Reacher slowed and turned into a track that was nothing more than a pair of deep parallel ruts put there by the passage of tractor tyres. There was a raised hump of grass between them. The grass was frozen solid, like wire. The pick-up truck lurched and bounced and pattered. Small stones scrabbled under the wheels and skittered away. The track ran straight, then turned, then turned again, following the chequerboard pattern of the fields. The ground was bone hard. No dust came up. The two old buildings got nearer, and larger. One was a barn. The other was a smaller structure. They were about a hundred yards apart. Maybe a hundred and twenty. They were both fringed with dormant vegetation, where errant seeds had blown against their sides, and then fallen and taken root. In the winter the vegetation was nothing more than dry tangled sticks. In the summer it might be a riot of colourful vines.
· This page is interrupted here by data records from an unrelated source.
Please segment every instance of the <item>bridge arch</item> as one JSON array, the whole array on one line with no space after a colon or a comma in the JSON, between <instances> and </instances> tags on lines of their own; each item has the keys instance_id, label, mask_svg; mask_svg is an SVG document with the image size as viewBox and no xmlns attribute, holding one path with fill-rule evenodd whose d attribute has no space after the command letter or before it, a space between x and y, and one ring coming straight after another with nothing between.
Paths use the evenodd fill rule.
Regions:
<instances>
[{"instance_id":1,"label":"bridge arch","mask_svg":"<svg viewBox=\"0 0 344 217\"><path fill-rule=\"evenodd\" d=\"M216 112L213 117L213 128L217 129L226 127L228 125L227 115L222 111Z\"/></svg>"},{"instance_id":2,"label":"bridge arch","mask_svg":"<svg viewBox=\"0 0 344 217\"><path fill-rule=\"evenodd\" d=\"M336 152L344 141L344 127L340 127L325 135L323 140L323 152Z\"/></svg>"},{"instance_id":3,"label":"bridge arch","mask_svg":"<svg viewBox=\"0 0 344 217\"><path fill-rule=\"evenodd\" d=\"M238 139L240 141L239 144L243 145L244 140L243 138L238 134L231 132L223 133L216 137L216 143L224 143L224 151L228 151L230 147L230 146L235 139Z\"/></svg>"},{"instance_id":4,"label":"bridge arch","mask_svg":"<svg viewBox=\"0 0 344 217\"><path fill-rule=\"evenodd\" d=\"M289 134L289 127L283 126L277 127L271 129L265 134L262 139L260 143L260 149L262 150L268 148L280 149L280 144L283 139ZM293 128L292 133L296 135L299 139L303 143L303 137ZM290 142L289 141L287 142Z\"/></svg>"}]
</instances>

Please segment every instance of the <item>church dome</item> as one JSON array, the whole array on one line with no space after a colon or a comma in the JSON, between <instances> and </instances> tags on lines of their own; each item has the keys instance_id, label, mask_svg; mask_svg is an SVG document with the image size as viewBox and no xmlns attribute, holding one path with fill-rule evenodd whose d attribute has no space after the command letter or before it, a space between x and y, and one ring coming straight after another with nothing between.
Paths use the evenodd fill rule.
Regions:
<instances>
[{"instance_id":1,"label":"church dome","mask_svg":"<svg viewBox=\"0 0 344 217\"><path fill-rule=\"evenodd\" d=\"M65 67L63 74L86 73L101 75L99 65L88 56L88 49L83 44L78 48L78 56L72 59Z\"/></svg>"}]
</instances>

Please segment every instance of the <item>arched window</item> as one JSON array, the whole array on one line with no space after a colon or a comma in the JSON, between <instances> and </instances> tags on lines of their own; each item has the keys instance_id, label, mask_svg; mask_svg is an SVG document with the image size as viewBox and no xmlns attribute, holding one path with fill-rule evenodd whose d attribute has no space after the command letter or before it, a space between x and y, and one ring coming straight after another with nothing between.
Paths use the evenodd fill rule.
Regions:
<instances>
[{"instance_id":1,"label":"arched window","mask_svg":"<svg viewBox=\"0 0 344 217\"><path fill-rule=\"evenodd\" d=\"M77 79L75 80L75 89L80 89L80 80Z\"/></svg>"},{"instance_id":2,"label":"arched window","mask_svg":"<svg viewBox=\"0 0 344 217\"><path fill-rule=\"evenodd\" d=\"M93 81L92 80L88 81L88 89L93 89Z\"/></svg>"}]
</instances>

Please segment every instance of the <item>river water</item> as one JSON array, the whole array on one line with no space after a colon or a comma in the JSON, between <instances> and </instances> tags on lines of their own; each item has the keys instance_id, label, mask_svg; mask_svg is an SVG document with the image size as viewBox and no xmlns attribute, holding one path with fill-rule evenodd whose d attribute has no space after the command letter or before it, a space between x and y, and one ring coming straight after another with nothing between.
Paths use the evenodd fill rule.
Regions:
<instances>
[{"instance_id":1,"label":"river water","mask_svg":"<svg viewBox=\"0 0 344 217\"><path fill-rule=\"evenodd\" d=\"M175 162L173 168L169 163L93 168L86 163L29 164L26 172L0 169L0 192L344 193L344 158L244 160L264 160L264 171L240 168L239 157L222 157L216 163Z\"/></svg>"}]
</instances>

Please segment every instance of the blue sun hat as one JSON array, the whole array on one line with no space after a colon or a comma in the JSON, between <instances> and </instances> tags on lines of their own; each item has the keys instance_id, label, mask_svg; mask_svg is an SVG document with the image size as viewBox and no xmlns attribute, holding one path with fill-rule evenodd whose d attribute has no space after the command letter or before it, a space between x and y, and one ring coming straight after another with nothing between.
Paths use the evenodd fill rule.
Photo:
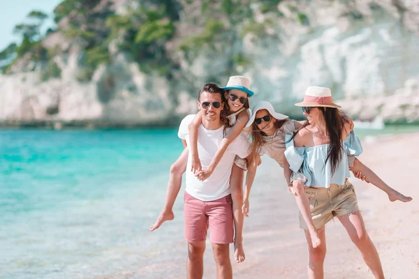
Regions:
<instances>
[{"instance_id":1,"label":"blue sun hat","mask_svg":"<svg viewBox=\"0 0 419 279\"><path fill-rule=\"evenodd\" d=\"M230 77L227 86L221 87L221 89L237 89L243 92L246 92L249 97L251 97L255 93L250 90L250 80L242 75L233 75Z\"/></svg>"}]
</instances>

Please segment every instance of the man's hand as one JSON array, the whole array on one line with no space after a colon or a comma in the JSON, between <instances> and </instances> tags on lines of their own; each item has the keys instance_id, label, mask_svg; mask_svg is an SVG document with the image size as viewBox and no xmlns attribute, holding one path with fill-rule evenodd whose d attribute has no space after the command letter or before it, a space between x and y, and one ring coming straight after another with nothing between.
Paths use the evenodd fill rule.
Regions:
<instances>
[{"instance_id":1,"label":"man's hand","mask_svg":"<svg viewBox=\"0 0 419 279\"><path fill-rule=\"evenodd\" d=\"M192 156L192 163L191 165L191 170L193 174L196 174L198 172L201 171L202 167L198 156Z\"/></svg>"},{"instance_id":2,"label":"man's hand","mask_svg":"<svg viewBox=\"0 0 419 279\"><path fill-rule=\"evenodd\" d=\"M358 172L352 172L352 173L353 174L355 177L356 177L357 179L361 179L362 181L369 183L369 181L367 181L365 180L365 176L362 174L362 172L361 172L360 170L359 170Z\"/></svg>"},{"instance_id":3,"label":"man's hand","mask_svg":"<svg viewBox=\"0 0 419 279\"><path fill-rule=\"evenodd\" d=\"M243 205L242 206L242 213L244 214L246 217L249 217L249 199L246 199L243 201Z\"/></svg>"},{"instance_id":4,"label":"man's hand","mask_svg":"<svg viewBox=\"0 0 419 279\"><path fill-rule=\"evenodd\" d=\"M200 180L201 181L203 181L208 177L211 176L211 174L212 174L212 169L207 167L205 169L203 169L201 171L198 172L196 174L195 174L195 176L198 178L198 179Z\"/></svg>"}]
</instances>

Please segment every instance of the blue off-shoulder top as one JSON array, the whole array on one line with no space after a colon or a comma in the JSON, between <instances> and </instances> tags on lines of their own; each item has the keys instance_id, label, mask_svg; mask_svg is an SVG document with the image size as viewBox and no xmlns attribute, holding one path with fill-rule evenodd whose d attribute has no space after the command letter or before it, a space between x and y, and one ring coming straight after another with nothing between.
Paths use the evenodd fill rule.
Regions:
<instances>
[{"instance_id":1,"label":"blue off-shoulder top","mask_svg":"<svg viewBox=\"0 0 419 279\"><path fill-rule=\"evenodd\" d=\"M295 147L292 135L285 136L285 156L294 173L302 172L307 177L307 187L329 188L330 184L344 185L351 176L348 156L358 156L362 153L360 139L353 131L343 142L342 160L332 174L330 160L325 163L329 144L314 146Z\"/></svg>"}]
</instances>

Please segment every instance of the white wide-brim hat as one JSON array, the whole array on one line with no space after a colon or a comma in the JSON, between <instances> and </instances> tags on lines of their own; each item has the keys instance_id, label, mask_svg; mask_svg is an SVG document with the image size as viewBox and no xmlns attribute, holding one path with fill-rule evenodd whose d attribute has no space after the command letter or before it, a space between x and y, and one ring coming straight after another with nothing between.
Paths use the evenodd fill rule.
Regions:
<instances>
[{"instance_id":1,"label":"white wide-brim hat","mask_svg":"<svg viewBox=\"0 0 419 279\"><path fill-rule=\"evenodd\" d=\"M275 112L275 110L274 110L274 106L272 105L270 103L267 102L265 100L262 100L256 103L255 105L253 105L253 107L251 108L251 116L250 116L250 119L247 121L246 127L250 126L251 123L253 123L253 121L255 121L255 116L256 116L256 112L262 110L267 110L270 115L272 115L272 117L274 117L275 119L283 120L289 118L287 115Z\"/></svg>"},{"instance_id":2,"label":"white wide-brim hat","mask_svg":"<svg viewBox=\"0 0 419 279\"><path fill-rule=\"evenodd\" d=\"M297 107L325 107L339 108L333 103L332 92L327 87L309 86L306 89L304 100L295 104Z\"/></svg>"},{"instance_id":3,"label":"white wide-brim hat","mask_svg":"<svg viewBox=\"0 0 419 279\"><path fill-rule=\"evenodd\" d=\"M249 97L251 97L255 93L250 90L250 80L242 75L233 75L230 77L226 87L221 87L221 89L237 89L243 92L246 92Z\"/></svg>"}]
</instances>

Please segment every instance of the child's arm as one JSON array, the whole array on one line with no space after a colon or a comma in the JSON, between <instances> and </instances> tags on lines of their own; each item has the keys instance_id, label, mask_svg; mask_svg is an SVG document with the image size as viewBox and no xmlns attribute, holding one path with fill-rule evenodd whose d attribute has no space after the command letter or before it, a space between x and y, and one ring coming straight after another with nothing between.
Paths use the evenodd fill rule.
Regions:
<instances>
[{"instance_id":1,"label":"child's arm","mask_svg":"<svg viewBox=\"0 0 419 279\"><path fill-rule=\"evenodd\" d=\"M249 157L247 158L248 160L251 160ZM260 156L258 156L257 159L252 161L250 164L248 164L247 173L246 174L246 189L244 190L244 199L243 199L243 205L242 206L242 213L244 214L246 217L249 217L249 197L250 196L250 190L251 186L255 180L255 176L256 175L256 169L258 166L260 165Z\"/></svg>"},{"instance_id":2,"label":"child's arm","mask_svg":"<svg viewBox=\"0 0 419 279\"><path fill-rule=\"evenodd\" d=\"M231 142L237 137L242 130L243 130L243 128L244 128L244 126L246 126L248 120L249 115L247 114L247 111L243 111L239 114L236 123L228 131L226 137L221 140L220 146L215 153L215 156L212 158L210 165L207 167L205 169L201 170L196 174L199 180L203 181L211 176L212 172L214 172L214 169L220 162L220 160L221 160L221 158L223 158L223 155L224 155L224 152L226 152L227 147L228 147L228 145L231 143Z\"/></svg>"},{"instance_id":3,"label":"child's arm","mask_svg":"<svg viewBox=\"0 0 419 279\"><path fill-rule=\"evenodd\" d=\"M200 160L198 154L198 128L203 123L202 112L200 111L196 114L192 122L188 126L189 133L189 142L191 144L191 156L192 162L191 164L191 170L194 174L198 173L202 169Z\"/></svg>"}]
</instances>

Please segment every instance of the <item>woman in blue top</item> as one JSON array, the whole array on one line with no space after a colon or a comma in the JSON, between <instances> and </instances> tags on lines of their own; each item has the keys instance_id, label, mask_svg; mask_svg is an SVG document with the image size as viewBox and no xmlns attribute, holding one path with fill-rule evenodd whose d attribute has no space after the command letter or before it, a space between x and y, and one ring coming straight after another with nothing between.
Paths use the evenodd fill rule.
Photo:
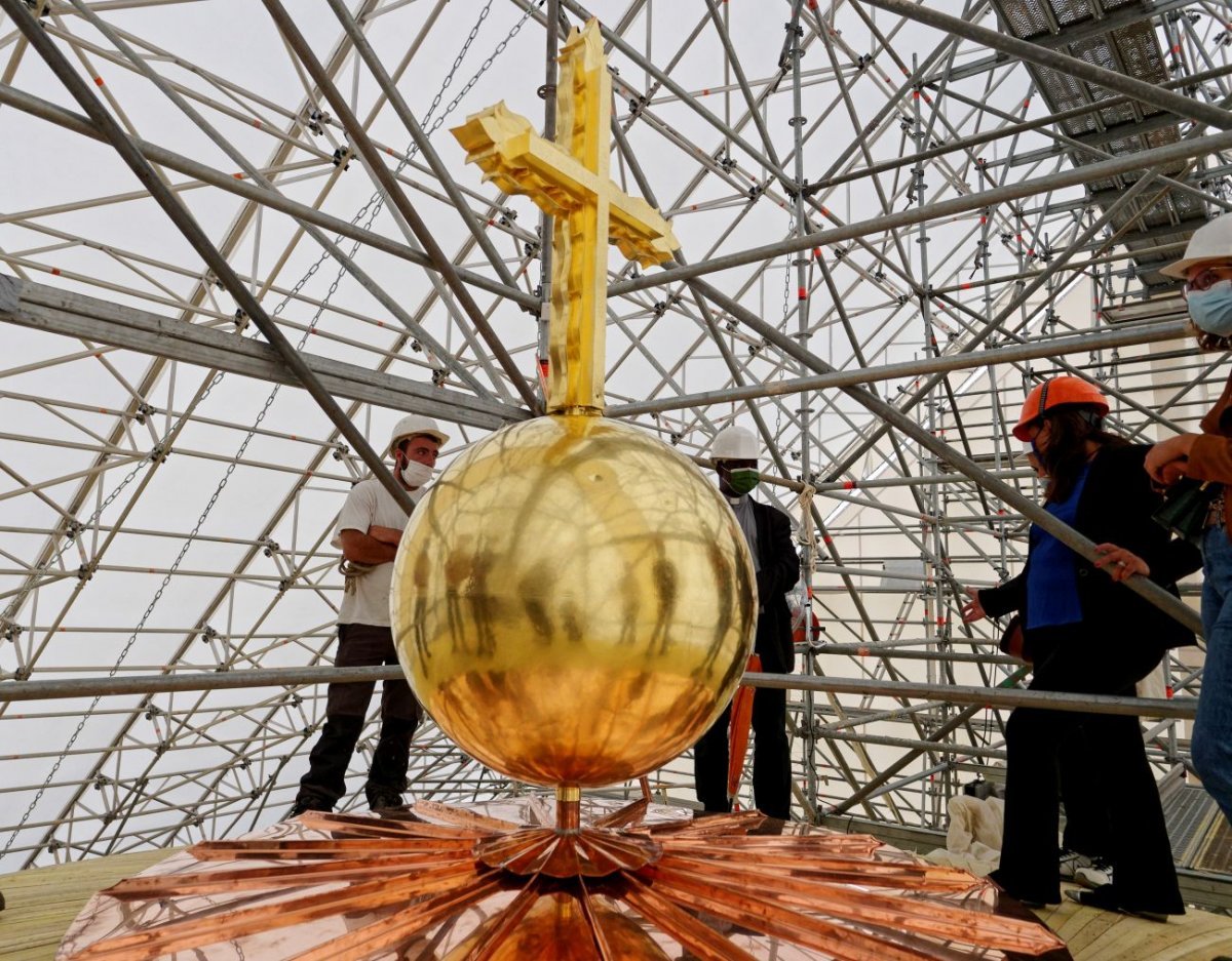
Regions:
<instances>
[{"instance_id":1,"label":"woman in blue top","mask_svg":"<svg viewBox=\"0 0 1232 961\"><path fill-rule=\"evenodd\" d=\"M1190 551L1151 516L1158 495L1142 474L1148 447L1104 431L1108 402L1078 378L1053 378L1027 397L1014 428L1048 475L1046 509L1099 545L1092 565L1032 527L1026 567L1000 587L975 592L965 620L1024 612L1032 690L1132 696L1164 651L1193 634L1116 582L1141 573L1177 593L1194 570ZM1057 757L1063 743L1090 746L1092 783L1108 799L1112 882L1083 903L1164 919L1183 914L1172 848L1136 717L1018 708L1005 725L1005 831L991 877L1020 901L1061 899L1057 875Z\"/></svg>"}]
</instances>

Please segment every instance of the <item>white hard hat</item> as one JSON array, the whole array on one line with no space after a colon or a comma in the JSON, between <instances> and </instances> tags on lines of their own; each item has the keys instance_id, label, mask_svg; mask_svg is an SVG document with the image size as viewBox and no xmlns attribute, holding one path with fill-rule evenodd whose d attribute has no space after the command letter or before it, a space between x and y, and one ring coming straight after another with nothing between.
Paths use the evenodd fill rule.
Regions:
<instances>
[{"instance_id":1,"label":"white hard hat","mask_svg":"<svg viewBox=\"0 0 1232 961\"><path fill-rule=\"evenodd\" d=\"M756 460L758 438L747 427L724 427L710 445L711 460Z\"/></svg>"},{"instance_id":2,"label":"white hard hat","mask_svg":"<svg viewBox=\"0 0 1232 961\"><path fill-rule=\"evenodd\" d=\"M415 437L416 434L428 434L439 444L446 444L450 439L448 434L441 433L441 428L436 426L436 421L431 417L424 417L419 413L408 413L393 426L393 433L389 434L389 447L386 453L389 454L389 457L393 457L394 452L398 449L398 444L408 437Z\"/></svg>"},{"instance_id":3,"label":"white hard hat","mask_svg":"<svg viewBox=\"0 0 1232 961\"><path fill-rule=\"evenodd\" d=\"M1184 281L1190 267L1205 261L1232 261L1232 217L1216 217L1198 228L1189 237L1185 256L1159 273Z\"/></svg>"}]
</instances>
Reacher looked at the barn first. It stood alone, surrounded by worn-out blacktop. It was built of timbers that looked as hard as iron, but it was rotting and leaning. The door was a slider big enough to admit some serious farm machinery. But the tilt of the building had jammed it in its tracks. The lower right-hand corner was wedged deep in the earth. The iron wheel on the rail above it had lifted off its seat.
There was a judas hole in the slider. A small regular door, inset. It was locked. There were no windows.
Reacher got back in the truck and headed for the smaller shed. It was three-sided, open at the narrow end that faced away from the barn. The tractor ruts ran all the way inside. It was for storage of some kind. Or it had been, once upon a time, long ago. It was about twice as long and a little wider than the truck.